Base class for pluggable layers.

A PluggableLayer is a module-composing abstraction: it may instantiate other torch.nn.Module objects as sub-layers, and its functionality depends on these sub-layers following a generalized invocation sequence. Also, it is stateful and may hold parameters or buffers.

Unlike :class:CustomOp, PluggableLayer does NOT provide per-platform forward_* dispatch. Instead, it supports out-of-tree (OOT) replacement of the entire layer class at instantiation time, allowing customized initialization and submodule composition.

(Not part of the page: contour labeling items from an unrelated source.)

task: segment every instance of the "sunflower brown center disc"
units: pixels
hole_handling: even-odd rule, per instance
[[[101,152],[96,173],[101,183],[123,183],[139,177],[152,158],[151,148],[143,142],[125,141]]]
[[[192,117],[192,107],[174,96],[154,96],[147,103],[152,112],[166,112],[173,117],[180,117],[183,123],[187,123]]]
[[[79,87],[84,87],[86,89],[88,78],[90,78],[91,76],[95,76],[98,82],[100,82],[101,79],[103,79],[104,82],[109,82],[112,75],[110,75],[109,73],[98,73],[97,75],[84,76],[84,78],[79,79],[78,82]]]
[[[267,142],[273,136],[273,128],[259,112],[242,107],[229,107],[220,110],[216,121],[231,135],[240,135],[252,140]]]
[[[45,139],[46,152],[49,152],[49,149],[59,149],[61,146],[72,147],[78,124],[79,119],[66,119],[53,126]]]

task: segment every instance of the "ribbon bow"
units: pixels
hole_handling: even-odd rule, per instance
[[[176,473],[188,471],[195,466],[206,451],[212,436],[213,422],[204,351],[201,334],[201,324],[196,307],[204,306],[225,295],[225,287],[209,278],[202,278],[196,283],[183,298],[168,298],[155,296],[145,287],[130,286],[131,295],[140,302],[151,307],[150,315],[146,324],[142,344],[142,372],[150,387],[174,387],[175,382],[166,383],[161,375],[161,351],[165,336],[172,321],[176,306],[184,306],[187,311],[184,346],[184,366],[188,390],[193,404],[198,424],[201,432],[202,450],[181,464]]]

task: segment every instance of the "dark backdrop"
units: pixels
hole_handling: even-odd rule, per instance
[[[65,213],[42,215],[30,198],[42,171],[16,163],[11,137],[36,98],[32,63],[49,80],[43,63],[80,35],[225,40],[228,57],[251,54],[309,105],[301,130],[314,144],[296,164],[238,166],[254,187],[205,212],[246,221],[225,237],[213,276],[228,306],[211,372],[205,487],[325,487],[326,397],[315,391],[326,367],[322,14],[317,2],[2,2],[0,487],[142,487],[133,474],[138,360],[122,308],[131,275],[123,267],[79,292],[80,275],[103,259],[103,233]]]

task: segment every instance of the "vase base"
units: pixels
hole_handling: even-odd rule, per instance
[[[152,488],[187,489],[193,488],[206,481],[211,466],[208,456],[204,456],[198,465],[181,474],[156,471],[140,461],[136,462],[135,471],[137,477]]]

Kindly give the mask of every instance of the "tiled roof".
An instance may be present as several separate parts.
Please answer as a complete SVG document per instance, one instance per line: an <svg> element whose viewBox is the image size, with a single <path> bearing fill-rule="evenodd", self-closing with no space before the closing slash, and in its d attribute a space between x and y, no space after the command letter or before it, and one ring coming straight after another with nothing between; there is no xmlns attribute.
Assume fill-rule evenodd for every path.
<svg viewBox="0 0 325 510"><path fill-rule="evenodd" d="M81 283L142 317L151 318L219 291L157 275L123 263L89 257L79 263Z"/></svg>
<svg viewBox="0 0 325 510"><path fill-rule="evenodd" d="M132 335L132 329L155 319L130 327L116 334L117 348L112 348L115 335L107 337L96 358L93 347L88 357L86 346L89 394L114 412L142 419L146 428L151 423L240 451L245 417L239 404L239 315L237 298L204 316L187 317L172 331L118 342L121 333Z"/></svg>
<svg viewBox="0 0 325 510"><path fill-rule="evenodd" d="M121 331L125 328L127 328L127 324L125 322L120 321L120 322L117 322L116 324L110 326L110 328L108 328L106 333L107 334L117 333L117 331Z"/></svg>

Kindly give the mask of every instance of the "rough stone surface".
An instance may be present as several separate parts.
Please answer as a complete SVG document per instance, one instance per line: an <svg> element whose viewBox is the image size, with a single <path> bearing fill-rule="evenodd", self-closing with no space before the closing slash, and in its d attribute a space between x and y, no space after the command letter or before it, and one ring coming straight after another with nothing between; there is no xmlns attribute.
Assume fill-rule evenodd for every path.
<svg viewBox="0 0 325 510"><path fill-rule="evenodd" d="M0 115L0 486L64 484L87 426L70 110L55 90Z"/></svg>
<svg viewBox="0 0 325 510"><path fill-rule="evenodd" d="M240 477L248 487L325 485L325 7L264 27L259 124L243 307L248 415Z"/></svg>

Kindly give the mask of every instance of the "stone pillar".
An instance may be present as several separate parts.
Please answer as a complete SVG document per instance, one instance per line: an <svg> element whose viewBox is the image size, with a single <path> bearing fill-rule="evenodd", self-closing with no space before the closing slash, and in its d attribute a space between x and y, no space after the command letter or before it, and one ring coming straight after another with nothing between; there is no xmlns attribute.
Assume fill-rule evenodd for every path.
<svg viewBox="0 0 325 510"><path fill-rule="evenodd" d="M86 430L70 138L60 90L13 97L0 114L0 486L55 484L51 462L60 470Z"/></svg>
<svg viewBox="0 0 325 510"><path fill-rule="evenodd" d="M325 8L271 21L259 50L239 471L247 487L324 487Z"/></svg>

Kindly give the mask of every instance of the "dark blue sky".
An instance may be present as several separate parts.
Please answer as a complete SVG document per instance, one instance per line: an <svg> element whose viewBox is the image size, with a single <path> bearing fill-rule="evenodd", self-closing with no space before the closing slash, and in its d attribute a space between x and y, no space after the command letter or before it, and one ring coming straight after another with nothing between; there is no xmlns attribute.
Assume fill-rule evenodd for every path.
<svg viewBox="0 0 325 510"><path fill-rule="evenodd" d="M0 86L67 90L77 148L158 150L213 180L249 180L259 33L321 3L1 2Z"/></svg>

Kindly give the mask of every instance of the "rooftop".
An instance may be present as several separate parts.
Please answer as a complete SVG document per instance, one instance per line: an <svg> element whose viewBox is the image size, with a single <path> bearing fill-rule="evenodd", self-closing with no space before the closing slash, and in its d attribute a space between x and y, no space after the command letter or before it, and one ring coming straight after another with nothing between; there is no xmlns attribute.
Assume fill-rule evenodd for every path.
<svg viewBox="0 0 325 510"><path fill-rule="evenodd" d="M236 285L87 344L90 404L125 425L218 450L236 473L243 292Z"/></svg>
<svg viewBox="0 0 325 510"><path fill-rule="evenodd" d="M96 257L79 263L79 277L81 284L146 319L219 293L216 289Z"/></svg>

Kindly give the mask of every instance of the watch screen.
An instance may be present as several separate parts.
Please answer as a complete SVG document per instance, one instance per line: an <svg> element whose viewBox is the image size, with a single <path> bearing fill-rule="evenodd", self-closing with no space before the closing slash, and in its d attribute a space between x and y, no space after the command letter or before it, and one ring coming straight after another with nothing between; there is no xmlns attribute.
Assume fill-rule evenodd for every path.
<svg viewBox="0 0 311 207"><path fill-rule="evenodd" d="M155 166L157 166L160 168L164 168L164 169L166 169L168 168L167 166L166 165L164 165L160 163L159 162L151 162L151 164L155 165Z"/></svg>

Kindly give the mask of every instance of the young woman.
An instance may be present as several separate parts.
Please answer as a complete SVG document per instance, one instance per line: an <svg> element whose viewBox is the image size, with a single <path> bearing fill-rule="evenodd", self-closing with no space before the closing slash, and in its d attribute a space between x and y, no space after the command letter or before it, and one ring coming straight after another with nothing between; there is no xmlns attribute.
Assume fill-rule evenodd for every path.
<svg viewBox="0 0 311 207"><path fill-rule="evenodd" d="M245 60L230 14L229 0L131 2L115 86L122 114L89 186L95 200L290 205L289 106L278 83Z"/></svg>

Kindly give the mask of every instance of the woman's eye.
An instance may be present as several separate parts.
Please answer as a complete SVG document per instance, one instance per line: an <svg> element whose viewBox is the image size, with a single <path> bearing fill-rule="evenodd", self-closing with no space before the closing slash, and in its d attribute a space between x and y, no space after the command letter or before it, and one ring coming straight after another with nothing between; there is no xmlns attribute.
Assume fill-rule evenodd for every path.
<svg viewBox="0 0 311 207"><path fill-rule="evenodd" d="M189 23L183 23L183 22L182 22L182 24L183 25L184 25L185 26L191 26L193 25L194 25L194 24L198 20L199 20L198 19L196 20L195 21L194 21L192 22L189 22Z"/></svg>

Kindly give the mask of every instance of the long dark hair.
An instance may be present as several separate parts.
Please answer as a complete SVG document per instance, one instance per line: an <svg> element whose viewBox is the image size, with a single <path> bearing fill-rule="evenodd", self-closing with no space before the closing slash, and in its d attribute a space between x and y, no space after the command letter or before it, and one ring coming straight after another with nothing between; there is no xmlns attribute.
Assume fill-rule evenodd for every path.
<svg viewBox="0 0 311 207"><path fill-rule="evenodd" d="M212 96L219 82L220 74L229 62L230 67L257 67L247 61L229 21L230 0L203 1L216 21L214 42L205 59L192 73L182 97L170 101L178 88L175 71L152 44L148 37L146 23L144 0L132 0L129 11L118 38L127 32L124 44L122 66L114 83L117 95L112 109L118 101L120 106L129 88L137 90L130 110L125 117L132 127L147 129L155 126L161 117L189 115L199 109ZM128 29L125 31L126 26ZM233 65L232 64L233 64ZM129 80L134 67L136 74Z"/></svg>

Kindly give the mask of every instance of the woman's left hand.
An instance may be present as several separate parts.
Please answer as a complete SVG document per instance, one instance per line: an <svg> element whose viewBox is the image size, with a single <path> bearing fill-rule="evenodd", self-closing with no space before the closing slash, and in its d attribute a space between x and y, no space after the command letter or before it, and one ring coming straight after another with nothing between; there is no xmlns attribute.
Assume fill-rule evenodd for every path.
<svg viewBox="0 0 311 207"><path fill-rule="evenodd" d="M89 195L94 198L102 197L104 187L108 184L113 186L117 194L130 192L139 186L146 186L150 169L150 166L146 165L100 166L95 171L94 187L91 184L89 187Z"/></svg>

Source code in vllm/model_executor/custom_op.py
class PluggableLayer(nn.Module):
    """
    Base class for pluggable layers.

    A PluggableLayer is a *module-composing* abstraction: it may instantiate other
    ``torch.nn.Module`` objects as sub-layers, and its functionality depends on
    these sub-layers following a generalized invocation sequence. Also, it is stateful
    and may hold parameters or buffers.

    Unlike :class:`CustomOp`, PluggableLayer does NOT provide per-platform
    ``forward_*`` dispatch. Instead, it supports out-of-tree (OOT) replacement
    of the entire layer class at instantiation time, allowing customized
    initialization and submodule composition.
    """

    def __new__(cls, *args, **kwargs):
        try:
            layer_class_name = cls.__name__
        except AttributeError:
            raise TypeError(
                f"Cannot instantiate '{cls.__name__}': its 'name' attribute "
                f"was not set, possibly because it was not decorated with "
                f"@PluggableLayer.register, or it's the PluggableLayer itself."
            ) from None

        if layer_class_name not in op_registry_oot:
            layer_cls_to_instantiate = cls
        else:
            layer_cls_to_instantiate = op_registry_oot[layer_class_name]
            logger.debug(
                "Instantiating pluggable layer: %s using %s",
                layer_class_name,
                str(layer_cls_to_instantiate),
            )
        return super().__new__(layer_cls_to_instantiate)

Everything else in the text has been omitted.